= Tardos function =

In graph theory and circuit complexity, the Tardos function is a graph invariant introduced by Éva Tardos in 1988 that has the following properties:
- Like the Lovász number of the complement of a graph, the Tardos function is sandwiched between the clique number and the chromatic number of the graph. These two numbers are both NP-hard to compute.
- The Tardos function is monotone, in the sense that adding edges to a graph can only cause its Tardos function to increase or stay the same, but never decrease.
- The Tardos function can be computed in polynomial time.
- Any monotone circuit for computing the Tardos function requires exponential size.

To define her function, Tardos uses a polynomial-time approximation scheme for the Lovász number, based on the ellipsoid method and provided by Grötschel, Lovász & Schrijver (1981). Approximating the Lovász number of the complement and then rounding the approximation to an integer would not necessarily produce a monotone function, however. To make the result monotone, Tardos approximates the Lovász number of the complement to within an additive error of $1/n^2$, adds $m/n^2$ to the approximation, and then rounds the result to the nearest integer. Here $m$ denotes the number of edges in the given graph, and $n$ denotes the number of vertices.
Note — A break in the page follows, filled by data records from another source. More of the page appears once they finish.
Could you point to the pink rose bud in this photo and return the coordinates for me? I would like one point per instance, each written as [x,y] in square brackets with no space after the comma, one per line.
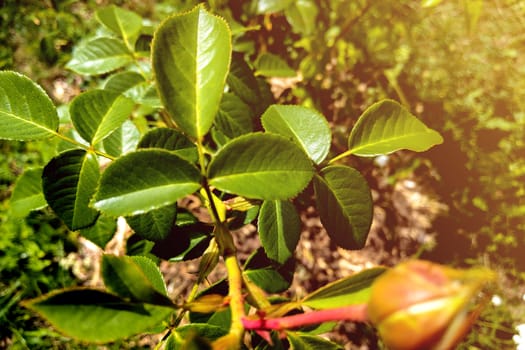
[422,305]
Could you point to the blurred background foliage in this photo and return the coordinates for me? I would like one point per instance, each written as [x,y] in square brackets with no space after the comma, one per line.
[457,64]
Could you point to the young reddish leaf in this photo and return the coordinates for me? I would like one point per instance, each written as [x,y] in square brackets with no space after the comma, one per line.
[351,290]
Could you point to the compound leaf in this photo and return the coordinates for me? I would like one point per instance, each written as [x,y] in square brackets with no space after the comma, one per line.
[234,117]
[27,194]
[350,290]
[191,57]
[386,127]
[345,205]
[261,166]
[124,277]
[279,229]
[145,180]
[97,113]
[96,316]
[305,126]
[26,112]
[69,181]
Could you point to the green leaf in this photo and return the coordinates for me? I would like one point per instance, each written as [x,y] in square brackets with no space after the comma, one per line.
[270,65]
[306,127]
[101,232]
[386,127]
[266,275]
[234,118]
[261,166]
[123,81]
[124,23]
[350,290]
[124,277]
[123,140]
[97,113]
[345,205]
[152,273]
[171,140]
[271,6]
[95,316]
[26,112]
[69,181]
[27,194]
[191,57]
[242,81]
[99,56]
[154,225]
[302,16]
[300,341]
[279,229]
[145,180]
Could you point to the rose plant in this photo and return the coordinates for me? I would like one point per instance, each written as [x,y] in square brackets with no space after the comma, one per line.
[191,117]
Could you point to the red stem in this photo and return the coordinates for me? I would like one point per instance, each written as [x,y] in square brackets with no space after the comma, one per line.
[347,313]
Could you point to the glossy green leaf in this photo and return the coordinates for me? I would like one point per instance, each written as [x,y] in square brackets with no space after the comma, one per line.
[154,225]
[386,127]
[27,194]
[234,118]
[102,231]
[171,140]
[145,180]
[123,140]
[261,166]
[241,80]
[302,16]
[279,229]
[99,56]
[268,275]
[271,6]
[69,181]
[191,58]
[95,316]
[97,113]
[345,205]
[26,112]
[305,126]
[124,23]
[152,273]
[124,277]
[271,65]
[300,341]
[346,291]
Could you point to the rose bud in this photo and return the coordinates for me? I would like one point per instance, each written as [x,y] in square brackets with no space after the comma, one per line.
[422,305]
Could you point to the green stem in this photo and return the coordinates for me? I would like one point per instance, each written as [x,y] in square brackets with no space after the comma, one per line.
[341,156]
[87,148]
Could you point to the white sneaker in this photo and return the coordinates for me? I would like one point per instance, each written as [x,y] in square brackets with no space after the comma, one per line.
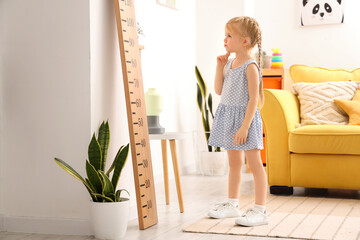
[252,217]
[224,210]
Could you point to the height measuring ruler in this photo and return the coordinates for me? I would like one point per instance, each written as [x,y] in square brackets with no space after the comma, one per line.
[136,113]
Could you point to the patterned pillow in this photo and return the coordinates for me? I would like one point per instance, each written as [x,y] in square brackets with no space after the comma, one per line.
[317,104]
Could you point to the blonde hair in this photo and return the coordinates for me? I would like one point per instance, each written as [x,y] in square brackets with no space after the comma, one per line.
[249,27]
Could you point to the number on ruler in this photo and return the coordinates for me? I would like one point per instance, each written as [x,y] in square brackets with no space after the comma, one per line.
[140,122]
[147,183]
[136,81]
[145,163]
[130,22]
[149,203]
[129,2]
Tardos used her function to prove an exponential separation between the capabilities of monotone Boolean logic circuits and arbitrary circuits.
A result of Alexander Razborov, previously used to show that the clique number required exponentially large monotone circuits, also shows that the Tardos function requires exponentially large monotone circuits despite being computable by a non-monotone circuit of polynomial size.
Later, the same function was used to provide a counterexample to a purported proof of P ≠ NP by Norbert Blum.